The proposed study is based in Blantyre, Malawi, an International Center of Excellence in Malaria Research
(ICEMR) site. In ongoing studies, children with CM have retinal exams and MRI scans to assess neurovascular
involvement and brain swelling, respectively. Cohorts of controls with UM and community controls with AP are
enrolled and sustained. In Aim 1, we use Luminex technology on acute and convalescent plasma and parasite
isolates to characterize antibody response to a broad range of PfEMP1 protein fragments implicated in severe
malaria. From these analyses we will identify antibody responses to PfEMP1 domains that are lacking in children
with CM, that differ between children with or without retinopathy and brain swelling, and that develop in
convalescence from CM.
In Aim 2, priority PfEMP1s identified in Aim 1 are studied in depth using cell-based assays of phagocytosis,
respiratory burst and activation with both PfEMP1 fragments and parasite lines expressing similar PfEMP1 types.
We have established assays using monocytes, neutrophils, NK cells and whole blood for this purpose.
Aim 3 uses community cohorts recruited by the Malawi ICEMR, including children with AP, to study how
antibodies to PfEMP1 and to merozoite antigens influence the evolution of AP, to identify antibody responses
that prevent progression to UM or lead to clearance of infection.

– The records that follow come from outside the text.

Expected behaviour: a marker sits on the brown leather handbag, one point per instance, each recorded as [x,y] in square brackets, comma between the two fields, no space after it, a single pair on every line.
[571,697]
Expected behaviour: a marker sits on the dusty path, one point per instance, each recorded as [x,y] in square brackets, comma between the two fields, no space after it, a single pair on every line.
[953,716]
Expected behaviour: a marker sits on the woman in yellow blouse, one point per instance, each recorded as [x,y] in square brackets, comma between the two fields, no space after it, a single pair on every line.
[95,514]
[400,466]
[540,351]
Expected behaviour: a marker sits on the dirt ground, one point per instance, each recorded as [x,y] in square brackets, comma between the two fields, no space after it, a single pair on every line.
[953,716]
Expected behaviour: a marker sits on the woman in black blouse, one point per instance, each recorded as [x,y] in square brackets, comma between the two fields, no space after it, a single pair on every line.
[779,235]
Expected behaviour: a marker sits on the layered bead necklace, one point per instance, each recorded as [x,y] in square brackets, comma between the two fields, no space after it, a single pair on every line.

These comprehensive, integrated studies will
compare and contrast antibody responses that protect against CM, against UM, and that clear parasitemia.
Identifying the targets and properties of antibodies to PfEMP1 that are associated with protection from life
threatening malaria in African children will be key to developing tailored vaccines or therapeutics to prevent or
treat severe malaria. Discovering key protective antibody responses across ...

## Key facts

- **NIH application ID:** 10889106
- **Project number:** 5R01AI165595-03
- **Recipient organization:** MICHIGAN STATE UNIVERSITY
- **Principal Investigator:** Stephen Rogerson
- **Activity code:** R01 (R01, R21, SBIR, etc.)
- **Funding institute:** NIH
- **Fiscal year:** 2024
- **Award amount:** $516,591
- **Award type:** 5
- **Project period:** 2022-08-15 → 2027-07-31

## Primary source

NIH RePORTER: https://reporter.nih.gov/project-details/10889106

## Citation

> US National Institutes of Health, RePORTER application 10889106, Identifying functional antibody responses that protect against malaria in children (5R01AI165595-03). Retrieved via AI Analytics 2026-05-24 from https://api.ai-analytics.org/grant/nih/10889106. Licensed CC0.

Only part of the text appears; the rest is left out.